VMware Horizon Community
jmacdaddy
Enthusiast
Enthusiast

vSphere ESXi 7.0.3 - 7.0 Update 3 bug with NVidia Grid vGPU

Anyone else seeing this?  Upgrade of hosts from 7.0.2 to 7.0.3 and then a fraction (10-15%) of the virtual desktops just lose access to the vGPU during the day.  Totally random.  The screen goes black and then comes back with 800x600 resolution.  Reboot(s) of the virtual desktop eventually fix it.  In the vmware.log of the affected desktop you will see:

" Er(02) vthread-2108911 - vmiop_log: (0x0): Timeout occurred, reset initiated."

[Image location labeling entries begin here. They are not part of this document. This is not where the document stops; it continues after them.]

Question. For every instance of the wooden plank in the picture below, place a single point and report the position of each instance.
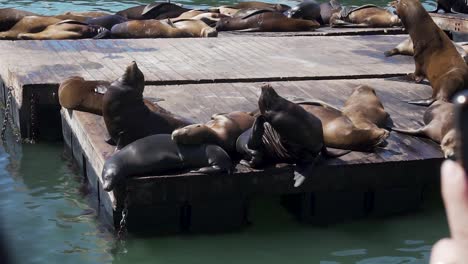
(220, 59)
(451, 22)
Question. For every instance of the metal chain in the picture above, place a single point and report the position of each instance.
(122, 233)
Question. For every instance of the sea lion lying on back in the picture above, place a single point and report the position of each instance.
(126, 116)
(68, 29)
(156, 10)
(364, 16)
(406, 48)
(10, 16)
(265, 21)
(439, 126)
(163, 29)
(222, 130)
(435, 56)
(158, 154)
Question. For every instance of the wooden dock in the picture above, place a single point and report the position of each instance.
(200, 77)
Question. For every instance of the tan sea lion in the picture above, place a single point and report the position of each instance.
(29, 24)
(364, 16)
(68, 29)
(126, 116)
(406, 48)
(339, 130)
(10, 16)
(222, 130)
(162, 29)
(365, 109)
(435, 56)
(439, 126)
(266, 22)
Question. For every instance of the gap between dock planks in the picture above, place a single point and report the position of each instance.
(200, 101)
(178, 61)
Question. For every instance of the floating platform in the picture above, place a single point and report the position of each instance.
(34, 69)
(390, 180)
(200, 77)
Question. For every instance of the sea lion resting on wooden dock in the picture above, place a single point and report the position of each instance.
(158, 154)
(364, 16)
(222, 130)
(265, 21)
(406, 48)
(435, 56)
(10, 16)
(439, 125)
(126, 116)
(156, 10)
(68, 29)
(283, 132)
(163, 29)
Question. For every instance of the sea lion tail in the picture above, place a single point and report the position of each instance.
(414, 132)
(334, 153)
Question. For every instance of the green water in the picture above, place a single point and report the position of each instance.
(48, 220)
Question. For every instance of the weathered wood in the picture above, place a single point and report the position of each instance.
(451, 22)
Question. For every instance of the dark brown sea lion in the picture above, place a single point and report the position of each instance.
(68, 29)
(158, 154)
(364, 16)
(126, 116)
(261, 5)
(10, 16)
(29, 24)
(106, 21)
(162, 29)
(222, 130)
(76, 93)
(365, 109)
(435, 56)
(266, 22)
(157, 10)
(309, 10)
(283, 132)
(406, 48)
(339, 130)
(438, 125)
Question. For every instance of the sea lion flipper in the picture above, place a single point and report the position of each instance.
(423, 102)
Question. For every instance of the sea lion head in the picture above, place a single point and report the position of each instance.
(209, 32)
(448, 144)
(133, 77)
(110, 176)
(191, 134)
(268, 98)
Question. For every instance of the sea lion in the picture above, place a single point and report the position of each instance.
(156, 10)
(327, 9)
(106, 21)
(29, 24)
(438, 125)
(309, 10)
(126, 116)
(222, 130)
(283, 132)
(365, 109)
(435, 56)
(406, 48)
(158, 154)
(76, 93)
(339, 130)
(10, 16)
(162, 29)
(364, 16)
(68, 29)
(266, 22)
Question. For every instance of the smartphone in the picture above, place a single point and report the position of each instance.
(461, 126)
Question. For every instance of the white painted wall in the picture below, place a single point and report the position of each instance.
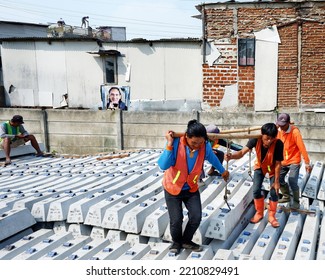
(266, 69)
(163, 71)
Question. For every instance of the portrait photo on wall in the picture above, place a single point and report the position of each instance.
(115, 97)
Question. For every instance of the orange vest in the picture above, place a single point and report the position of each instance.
(267, 165)
(293, 147)
(176, 176)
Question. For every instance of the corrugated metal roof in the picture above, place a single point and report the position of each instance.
(118, 197)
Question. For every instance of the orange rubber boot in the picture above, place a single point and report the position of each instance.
(259, 207)
(272, 210)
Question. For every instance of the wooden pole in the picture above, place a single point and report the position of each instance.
(248, 129)
(214, 136)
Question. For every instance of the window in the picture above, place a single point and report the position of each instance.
(246, 52)
(111, 69)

Tesla T4 cards in our case.  Trying different NVidia guest drivers and host VIBs (12.1, 13.0) doesn't help.  Only rolling back the hosts to 7.0.2 fixes it.

116 Replies
RyanHardy
Enthusiast
Enthusiast

While that date (24th) would still be very stressing for our users, I received an update from VMware in my support ticket:

As you may be aware, we have identified critical issues following the vSphere 7.0 U3 GA release, leading to two express patches. After further review, additional resolution complexities have come to light which we have been working around the clock to resolve, test and validate. To protect you from further impact and reduce the potential for further complexity until we have a properly vetted path forward, the decision has been made to put a hold on the full ESXi 7.0 U3 release (incl. ESXi U3, U3a and U3b) and vCenter Server U3b, removing it for download at this time. vCenter Server 7.0 U3 GA and U3a will remain available as a viable upgrade path and ESXi host backwards compatibility remains unchanged. 
 
For now, we are asking you to hold on any moves to ESXi 7.0 U3. Please reference the following FAQ (https://kb.vmware.com/s/article/86398) which goes into more detail and also gives guidance for those who have already updated in any form. For transparency and awareness, a banner is also being maintained directly on the download page. 
  
Please cascade this message across your teams and reach out to me should you have any questions not already address in the FAQ. I will work with our teams to get the answers needed. 
  
We are committed to getting this fully resolved in an upcoming release.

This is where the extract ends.